Défis et limites de Mastodon

Avoir dressé ce portrait flatteur de Mastodon et du fediverse ne doit pas faire oublier que tout n’est pas rose et que cette approche comporte aussi des défis à considérer. Voici les principales limites ou difficultés rencontrées avec Mastodon :

  • Prise en main et ergonomie : L’expérience utilisateur sur Mastodon peut déconcerter au début, surtout si l’on vient de Facebook ou Twitter. Le fait de devoir choisir une instance lors de l’inscription, par exemple, n’est pas intuitif pour le grand public. Même s’il existe un « guide des serveurs » et des instances généralistes ouvertes à tous, cet écran de choix peut en rebuter plus d’un (“où mes amis sont-ils ?”, “et si je me trompe d’instance ?”). Ensuite, une fois inscrit, se créer un réseau d’abonnements demande un peu d’effort : par défaut, votre fil est vide puisque aucun algorithme ne vous suggère automatiquement des comptes populaires à suivre. Sur Twitter/FB, on est rapidement guidé par les tendances ou des recommandations (« vous connaissez peut-être… ») – sur Mastodon, rien de tel. Cela peut donner la sensation d’« arriver à une soirée déguisée sans connaître personne », comme le décrit avec humour une commentatrice marketing. Il faut alors fouiller via la recherche ou les hashtags pour découvrir des comptes intéressants, ce qui requiert plus de patience et de curiosité. Ce changement d’habitudes a fait que beaucoup de nouveaux venus fin 2022 (lors de l’exode Twitter) n’ont pas persisté sur Mastodon : par exemple, la star Youtube Squeezie s’y était créé un compte mais n’a posté que quelques jours avant de l’abandonner, faute d’y retrouver l’effervescence à laquelle il était habitué. Mastodon travaille à améliorer l’onboarding (par ex. en proposant des « comptes à suivre » lors de l’inscription, ce qui fait débat car certains y voient le début d’un algorithme), mais l’expérience reste moins clé-en-main que sur un réseau centralisé. Il faut être prêt à « apprendre » un peu, ce qui peut freiner l’adoption de masse. En clair, Mastodon est aujourd’hui moins accessible au néophyte moyen, même s’il s’est beaucoup simplifié depuis ses débuts. C’est un compromis entre simplicité d’usage et indépendance : ici, l’indépendance prime, au prix d’une courbe d’apprentissage un peu plus longue.

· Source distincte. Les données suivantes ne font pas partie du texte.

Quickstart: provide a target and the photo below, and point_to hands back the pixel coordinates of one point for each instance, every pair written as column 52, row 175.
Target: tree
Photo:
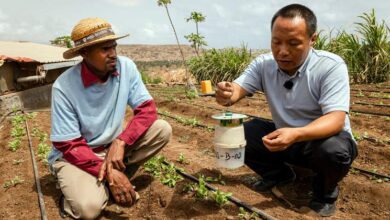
column 197, row 17
column 165, row 3
column 63, row 41
column 196, row 40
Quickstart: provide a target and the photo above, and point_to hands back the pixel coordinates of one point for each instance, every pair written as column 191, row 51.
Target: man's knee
column 88, row 208
column 163, row 129
column 334, row 151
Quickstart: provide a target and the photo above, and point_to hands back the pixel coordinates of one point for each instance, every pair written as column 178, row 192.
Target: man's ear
column 83, row 52
column 313, row 39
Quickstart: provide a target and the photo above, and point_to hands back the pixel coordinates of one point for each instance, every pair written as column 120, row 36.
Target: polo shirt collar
column 302, row 68
column 89, row 78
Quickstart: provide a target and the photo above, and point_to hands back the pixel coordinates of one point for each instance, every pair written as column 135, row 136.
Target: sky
column 229, row 23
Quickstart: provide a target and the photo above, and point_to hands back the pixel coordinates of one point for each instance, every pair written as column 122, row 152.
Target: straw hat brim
column 74, row 52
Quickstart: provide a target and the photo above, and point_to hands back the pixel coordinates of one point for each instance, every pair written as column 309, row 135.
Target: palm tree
column 190, row 85
column 197, row 17
column 196, row 40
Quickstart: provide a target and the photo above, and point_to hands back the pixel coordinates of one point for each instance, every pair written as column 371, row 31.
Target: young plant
column 201, row 191
column 244, row 215
column 14, row 144
column 221, row 198
column 43, row 147
column 17, row 162
column 182, row 159
column 166, row 173
column 13, row 182
column 216, row 180
column 170, row 177
column 190, row 85
column 196, row 40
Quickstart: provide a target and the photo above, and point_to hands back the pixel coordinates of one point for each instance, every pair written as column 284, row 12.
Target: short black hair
column 297, row 10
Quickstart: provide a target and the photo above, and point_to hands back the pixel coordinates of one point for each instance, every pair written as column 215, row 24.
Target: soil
column 361, row 197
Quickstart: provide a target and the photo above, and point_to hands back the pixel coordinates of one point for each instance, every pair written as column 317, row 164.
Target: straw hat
column 90, row 31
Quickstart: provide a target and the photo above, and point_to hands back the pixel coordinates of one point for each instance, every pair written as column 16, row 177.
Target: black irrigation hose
column 232, row 199
column 369, row 113
column 372, row 104
column 370, row 90
column 36, row 175
column 378, row 175
column 254, row 116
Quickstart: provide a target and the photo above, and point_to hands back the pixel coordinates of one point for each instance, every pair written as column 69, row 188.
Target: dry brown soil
column 362, row 197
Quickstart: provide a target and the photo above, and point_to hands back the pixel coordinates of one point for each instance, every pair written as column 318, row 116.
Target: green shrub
column 220, row 65
column 148, row 80
column 366, row 53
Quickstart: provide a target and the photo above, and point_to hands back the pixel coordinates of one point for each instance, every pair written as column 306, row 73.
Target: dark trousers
column 330, row 158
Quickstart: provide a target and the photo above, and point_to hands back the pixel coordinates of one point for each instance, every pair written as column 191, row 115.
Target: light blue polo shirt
column 96, row 112
column 320, row 86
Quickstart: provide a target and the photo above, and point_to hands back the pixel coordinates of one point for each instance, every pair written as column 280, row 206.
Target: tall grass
column 220, row 65
column 367, row 53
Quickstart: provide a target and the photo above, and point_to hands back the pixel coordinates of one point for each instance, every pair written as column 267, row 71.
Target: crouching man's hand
column 224, row 93
column 280, row 139
column 121, row 188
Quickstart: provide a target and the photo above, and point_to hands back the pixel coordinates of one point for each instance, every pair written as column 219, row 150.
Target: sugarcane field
column 207, row 101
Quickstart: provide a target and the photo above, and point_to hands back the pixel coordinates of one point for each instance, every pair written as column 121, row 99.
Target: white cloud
column 221, row 11
column 152, row 30
column 125, row 3
column 3, row 15
column 4, row 27
column 254, row 8
column 149, row 32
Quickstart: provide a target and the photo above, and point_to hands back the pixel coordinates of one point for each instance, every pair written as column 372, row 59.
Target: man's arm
column 325, row 126
column 144, row 116
column 228, row 93
column 78, row 153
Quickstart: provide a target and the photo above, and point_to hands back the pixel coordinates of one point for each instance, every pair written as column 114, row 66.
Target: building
column 27, row 71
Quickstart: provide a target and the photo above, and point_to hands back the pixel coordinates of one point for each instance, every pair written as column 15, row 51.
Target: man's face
column 290, row 43
column 101, row 57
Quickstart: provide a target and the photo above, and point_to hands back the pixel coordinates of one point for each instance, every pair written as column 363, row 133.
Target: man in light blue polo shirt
column 308, row 95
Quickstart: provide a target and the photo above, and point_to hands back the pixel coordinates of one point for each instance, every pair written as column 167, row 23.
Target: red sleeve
column 78, row 153
column 144, row 116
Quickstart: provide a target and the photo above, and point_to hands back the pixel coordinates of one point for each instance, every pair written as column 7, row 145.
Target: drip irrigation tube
column 36, row 175
column 378, row 175
column 232, row 199
column 371, row 104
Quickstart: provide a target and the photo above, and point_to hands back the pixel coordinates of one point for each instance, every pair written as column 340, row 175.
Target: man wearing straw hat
column 308, row 95
column 89, row 103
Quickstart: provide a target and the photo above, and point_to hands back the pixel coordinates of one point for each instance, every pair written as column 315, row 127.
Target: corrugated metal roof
column 30, row 52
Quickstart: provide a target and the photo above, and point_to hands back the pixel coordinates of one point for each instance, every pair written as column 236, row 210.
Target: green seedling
column 201, row 191
column 17, row 162
column 170, row 177
column 216, row 180
column 354, row 171
column 360, row 94
column 14, row 144
column 17, row 131
column 153, row 165
column 184, row 139
column 244, row 215
column 220, row 197
column 12, row 183
column 182, row 159
column 167, row 173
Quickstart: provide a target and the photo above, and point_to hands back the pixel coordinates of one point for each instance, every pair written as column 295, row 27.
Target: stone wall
column 31, row 99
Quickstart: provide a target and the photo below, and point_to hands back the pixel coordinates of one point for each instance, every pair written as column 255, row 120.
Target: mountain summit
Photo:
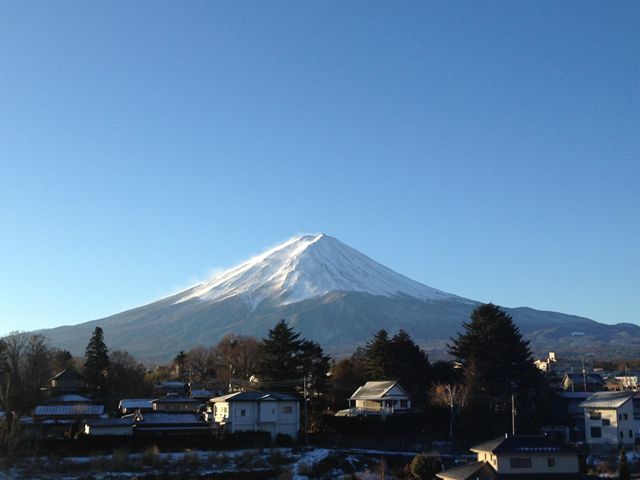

  • Taille et fragmentation de l’audience : Comme évoqué, Mastodon ne compte que quelques millions d’utilisateurs actifs, répartis de surcroît sur des milliers de serveurs. Cela a des avantages (communautés plus petites, plus soudées), mais aussi des inconvénients évidents : moins de contenus disponibles, moins de diversité de profils, et la probabilité que vos amis n’y soient pas (encore). Pour quelqu’un qui utilise les réseaux sociaux principalement pour garder le contact avec sa famille ou ses connaissances, Mastodon ne pourra remplacer Facebook que si tout son entourage décide de migrer ensemble – ce qui est rare. Mastodon est donc formidable pour rencontrer de nouvelles personnes partageant vos centres d’intérêt (par exemple, la communauté scientifique ou artistique y est très active sur certaines instances), mais moins bon pour maintenir un réseau social existant de proches (où Facebook domine toujours). Du côté professionnel ou médiatique, Mastodon reste aussi peu fréquenté : les entreprises, marques et médias traditionnels sont prudemment présents sur Mastodon mais n’y investissent pas autant d’énergie que sur Twitter ou Instagram où se trouve l’audience massive. Ceci dit, pour certains publics de niche, Mastodon devient un refuge : développeurs open source, artistes indés, militants des libertés numériques, etc., y trouvent une audience certes réduite mais engagée et de qualité, ce qui leur suffit amplement. On peut voir Mastodon non pas comme un réseau pour remplacer Twitter/FB auprès du grand public, mais comme un réseau pour ceux qui veulent autre chose, fût-ce au prix d’une audience plus restreinte. Par analogie, c’est un peu la différence entre aller à un gigantesque salon grand public vs rejoindre un club privé de passionnés : on touche moins de monde, mais on y gagne en pertinence des échanges. Chacun doit voir si cela correspond à ses objectifs.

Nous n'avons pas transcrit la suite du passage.